The ability of the Soviet nomenklatura to carve out territories for their relatives outdid the Tsarist aristocracy that went before.

Marx was one of those thinkers, like Darwin and Freud, who left us with a wealth of magnificent ideas, even if he was in some areas spectacularly wrong, with dire consequences for humanity.

Whether President Mbeki and the ANC can perceive what those errors were is another matter.

To the immense delight of Zimbabwe’s state propaganda machine, Mbeki told the National Land Summit Zimbabwe’s debt had been accrued “to respond to the demand to meet the urgent needs of the people after liberation. The government of Zimbabwe had to spend more money than it had.”

If that is so, why are Zimbabweans not just vastly worse off than in 1980? Why is the gap between 12 million poor and the rich – the political elite – so much wider?

The particular piece of Marx’s theory most relevant to this is the sage’s view that societies pass through economically “necessary” (unavoidable) phases of development – from feudalism to capitalism, from capitalism to socialism.

He doubted any hope for socialism in Tsarist Russia because, he said, the great, backward empire had yet to pass from feudalism to capitalism, which permitted a widening degree of individualism, particularly for those able to accrue private wealth – capital.

The remaining handful of Marxist ideologues in President Robert Mugabe’s Zion, China, contend, interestingly, that the United States is nearer a socialist revolution than they are, because it is at a much more advanced stage of capitalism.

Under feudalism – to quote a Zanu PF slogan – “Land is the economy and the economy is land”.

Economists define a “pure rent” as a payment for owning “the free gifts of the soil” or “the free gifts of nature”. They talk of “rent-seeking behaviour”: the desire to sit back and have funds roll in without having to make any productive effort, take any risks, keep up-to-date with any new ideas.

Feudalism may be described as a system of licenced “rent-seeking behaviour” but it has the advantage of giving a measure of social stability in a turbulent world, such as Europe in the wake of the Dark Ages.

The nub of it is, if you don’t adore the king, you have nowhere to live, nowhere to farm, you starve.

Does that sound familiar to Zimbabweans?

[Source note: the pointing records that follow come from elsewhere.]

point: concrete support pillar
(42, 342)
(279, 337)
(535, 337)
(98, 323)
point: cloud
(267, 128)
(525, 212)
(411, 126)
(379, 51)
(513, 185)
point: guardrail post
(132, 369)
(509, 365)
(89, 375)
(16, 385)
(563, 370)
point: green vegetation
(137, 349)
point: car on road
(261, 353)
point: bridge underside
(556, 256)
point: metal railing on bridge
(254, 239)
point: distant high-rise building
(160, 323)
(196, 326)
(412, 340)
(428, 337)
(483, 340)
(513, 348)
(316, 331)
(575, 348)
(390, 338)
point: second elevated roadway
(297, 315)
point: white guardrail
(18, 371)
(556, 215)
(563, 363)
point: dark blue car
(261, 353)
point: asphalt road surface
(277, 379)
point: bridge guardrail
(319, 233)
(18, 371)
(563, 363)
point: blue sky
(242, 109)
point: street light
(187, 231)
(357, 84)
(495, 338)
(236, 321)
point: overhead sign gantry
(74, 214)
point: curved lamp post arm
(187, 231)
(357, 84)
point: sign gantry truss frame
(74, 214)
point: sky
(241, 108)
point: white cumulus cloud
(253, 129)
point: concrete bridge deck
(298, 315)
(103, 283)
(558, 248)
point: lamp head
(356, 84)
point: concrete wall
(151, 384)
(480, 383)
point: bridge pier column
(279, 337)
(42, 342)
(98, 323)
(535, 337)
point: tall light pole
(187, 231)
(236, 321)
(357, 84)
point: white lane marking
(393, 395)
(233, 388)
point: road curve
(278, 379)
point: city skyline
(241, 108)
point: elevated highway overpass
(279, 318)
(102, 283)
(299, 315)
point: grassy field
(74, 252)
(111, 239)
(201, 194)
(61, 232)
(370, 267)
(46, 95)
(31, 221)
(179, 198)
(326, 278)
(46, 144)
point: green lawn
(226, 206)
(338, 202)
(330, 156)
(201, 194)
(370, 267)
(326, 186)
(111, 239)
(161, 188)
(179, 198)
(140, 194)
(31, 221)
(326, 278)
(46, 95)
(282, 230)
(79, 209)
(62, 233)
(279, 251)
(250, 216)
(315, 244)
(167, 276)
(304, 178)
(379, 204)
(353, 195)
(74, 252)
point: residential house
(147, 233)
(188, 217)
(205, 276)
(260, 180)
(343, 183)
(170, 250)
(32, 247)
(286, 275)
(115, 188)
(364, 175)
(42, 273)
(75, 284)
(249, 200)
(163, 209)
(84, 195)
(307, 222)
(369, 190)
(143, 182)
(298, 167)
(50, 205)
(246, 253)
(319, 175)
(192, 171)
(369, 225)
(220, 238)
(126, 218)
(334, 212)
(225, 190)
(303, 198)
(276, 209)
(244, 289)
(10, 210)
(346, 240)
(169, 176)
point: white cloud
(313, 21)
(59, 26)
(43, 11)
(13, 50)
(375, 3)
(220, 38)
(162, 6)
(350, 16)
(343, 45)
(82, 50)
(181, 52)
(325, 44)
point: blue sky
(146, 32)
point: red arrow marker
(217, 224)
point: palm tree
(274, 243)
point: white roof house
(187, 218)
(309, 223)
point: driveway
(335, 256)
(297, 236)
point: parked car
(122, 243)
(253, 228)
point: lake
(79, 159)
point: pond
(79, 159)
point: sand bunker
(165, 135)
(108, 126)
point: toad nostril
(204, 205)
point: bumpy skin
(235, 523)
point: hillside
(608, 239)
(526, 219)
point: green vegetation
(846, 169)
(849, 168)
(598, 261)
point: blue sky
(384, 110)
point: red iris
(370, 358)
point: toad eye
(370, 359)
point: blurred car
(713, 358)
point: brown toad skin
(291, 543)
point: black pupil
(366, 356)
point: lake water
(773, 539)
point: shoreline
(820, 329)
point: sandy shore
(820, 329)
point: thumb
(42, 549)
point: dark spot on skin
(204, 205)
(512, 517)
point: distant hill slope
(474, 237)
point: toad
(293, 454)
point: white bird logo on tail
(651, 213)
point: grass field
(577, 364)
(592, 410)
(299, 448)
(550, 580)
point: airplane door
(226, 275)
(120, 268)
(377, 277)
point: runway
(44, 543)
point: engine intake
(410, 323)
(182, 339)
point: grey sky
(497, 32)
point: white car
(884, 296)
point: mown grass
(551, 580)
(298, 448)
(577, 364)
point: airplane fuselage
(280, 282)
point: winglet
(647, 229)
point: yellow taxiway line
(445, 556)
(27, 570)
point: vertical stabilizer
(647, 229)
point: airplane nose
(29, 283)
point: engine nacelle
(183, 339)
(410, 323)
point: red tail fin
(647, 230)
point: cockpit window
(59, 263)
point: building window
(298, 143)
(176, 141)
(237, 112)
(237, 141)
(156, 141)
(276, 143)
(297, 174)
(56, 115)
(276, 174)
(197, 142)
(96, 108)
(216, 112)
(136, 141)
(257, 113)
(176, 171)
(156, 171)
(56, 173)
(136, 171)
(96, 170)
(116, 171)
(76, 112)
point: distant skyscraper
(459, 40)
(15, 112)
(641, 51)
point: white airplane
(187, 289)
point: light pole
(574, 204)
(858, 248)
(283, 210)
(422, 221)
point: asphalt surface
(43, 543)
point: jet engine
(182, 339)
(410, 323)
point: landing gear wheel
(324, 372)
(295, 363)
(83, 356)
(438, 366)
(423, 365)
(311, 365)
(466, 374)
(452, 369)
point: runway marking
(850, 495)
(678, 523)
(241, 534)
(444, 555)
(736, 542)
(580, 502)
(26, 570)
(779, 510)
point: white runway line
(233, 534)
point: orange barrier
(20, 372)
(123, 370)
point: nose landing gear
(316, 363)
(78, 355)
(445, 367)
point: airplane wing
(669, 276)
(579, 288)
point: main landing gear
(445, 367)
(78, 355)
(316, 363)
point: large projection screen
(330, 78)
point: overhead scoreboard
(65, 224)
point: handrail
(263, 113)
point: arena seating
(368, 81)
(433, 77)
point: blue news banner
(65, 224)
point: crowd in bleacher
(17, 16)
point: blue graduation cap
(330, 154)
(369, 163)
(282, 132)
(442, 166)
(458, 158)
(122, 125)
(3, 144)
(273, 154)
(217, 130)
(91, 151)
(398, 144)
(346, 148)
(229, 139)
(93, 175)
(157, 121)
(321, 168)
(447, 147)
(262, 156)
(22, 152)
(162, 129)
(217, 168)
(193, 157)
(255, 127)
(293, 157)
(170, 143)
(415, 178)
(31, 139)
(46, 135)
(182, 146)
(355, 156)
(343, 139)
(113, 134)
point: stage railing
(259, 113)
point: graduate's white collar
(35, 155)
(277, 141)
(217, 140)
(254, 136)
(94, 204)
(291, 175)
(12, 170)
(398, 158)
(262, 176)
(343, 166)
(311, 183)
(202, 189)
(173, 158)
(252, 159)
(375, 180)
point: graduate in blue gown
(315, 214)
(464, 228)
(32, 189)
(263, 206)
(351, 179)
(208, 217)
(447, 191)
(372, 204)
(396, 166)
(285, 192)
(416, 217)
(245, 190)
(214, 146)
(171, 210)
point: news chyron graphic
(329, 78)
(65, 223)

Zimbabwe has certainly been dogged by incessant corruption scandals since Independence: the massive fraud over 1982-84 drought relief, the 1988 “Willowgate” vehicles racket, the 1994 farms-for-ministers swindle, the 1997 “war disabilities” scam. It goes on and on and on. And the guilty were always spared.

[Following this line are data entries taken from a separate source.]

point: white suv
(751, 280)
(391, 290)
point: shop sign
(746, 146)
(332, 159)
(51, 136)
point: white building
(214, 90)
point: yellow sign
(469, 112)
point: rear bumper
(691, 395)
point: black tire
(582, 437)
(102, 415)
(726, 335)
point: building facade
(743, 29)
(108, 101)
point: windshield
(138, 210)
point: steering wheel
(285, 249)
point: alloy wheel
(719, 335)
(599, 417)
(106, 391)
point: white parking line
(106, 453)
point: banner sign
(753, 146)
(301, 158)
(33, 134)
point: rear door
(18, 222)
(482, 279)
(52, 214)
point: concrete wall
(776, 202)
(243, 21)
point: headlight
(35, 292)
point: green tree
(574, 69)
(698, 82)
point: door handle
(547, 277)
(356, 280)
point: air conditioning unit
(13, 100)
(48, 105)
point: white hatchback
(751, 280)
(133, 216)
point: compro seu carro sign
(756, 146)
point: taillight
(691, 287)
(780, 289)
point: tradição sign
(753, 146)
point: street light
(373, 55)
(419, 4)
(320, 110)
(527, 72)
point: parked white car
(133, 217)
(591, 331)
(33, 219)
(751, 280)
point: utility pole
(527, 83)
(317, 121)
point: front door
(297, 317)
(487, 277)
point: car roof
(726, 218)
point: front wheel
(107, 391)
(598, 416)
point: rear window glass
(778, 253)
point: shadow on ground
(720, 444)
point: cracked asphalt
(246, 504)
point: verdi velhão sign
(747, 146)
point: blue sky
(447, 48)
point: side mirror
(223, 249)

These all grew out of President Mugabe’s deliberate gift of “rent-seeking” privilege to his loyal underlings, the gift of impunity, in return for absolute political loyalty. Such is feudalism, Marx would say.

If Mbeki plans to give Mugabe US$1 billion help, he is propping up a feudal state hardly less backward than tribal Swaziland, and not nearly so honest.

President Mugabe’s planned new constitution will entrench his powers of feudal patronage not just by creating a host of sinecures in a Senate, but by giving him ownership of all real estate, to distribute and redistribute among loyal followers at whim.

Those who rage about the evils of Marxist-Leninism often fail to grasp it was an intellectually dishonest system of government for societies such as Russia that had tried to throw off feudalism, with the liberation of the serfs in the 1860s, and failed. Incipient instability drove Russia back into a serf-and-overlord system of social organisation, with its hugely inefficient form of economy.

Say what you will against King Mswati with his brides and palaces, he is not trying to enveigle Mbeki into doing the Reed Dance with the typing pool from Pretoria’s Union Buildings.

Like Stalin and Mao, however, President Mugabe brags that his hopelessly backward, profligate and cruel system is “the wave of the future”.

The brutal fact is that Zimbabweans’ living standards are half those of the war-ravaged 1970s, despite vast sums of (donated aid) money pumped into education, health, roads, communications, land reform and black empowerment.

If South Africa’s presidential graduate of the University of Sussex can’t see that, they need to send him to a Marxist re-education camp, preferably run by the last Soviet leader, Mikhail Gorbachev.

*Michael Hartnack is a veteran foreign correspondent based in Harare.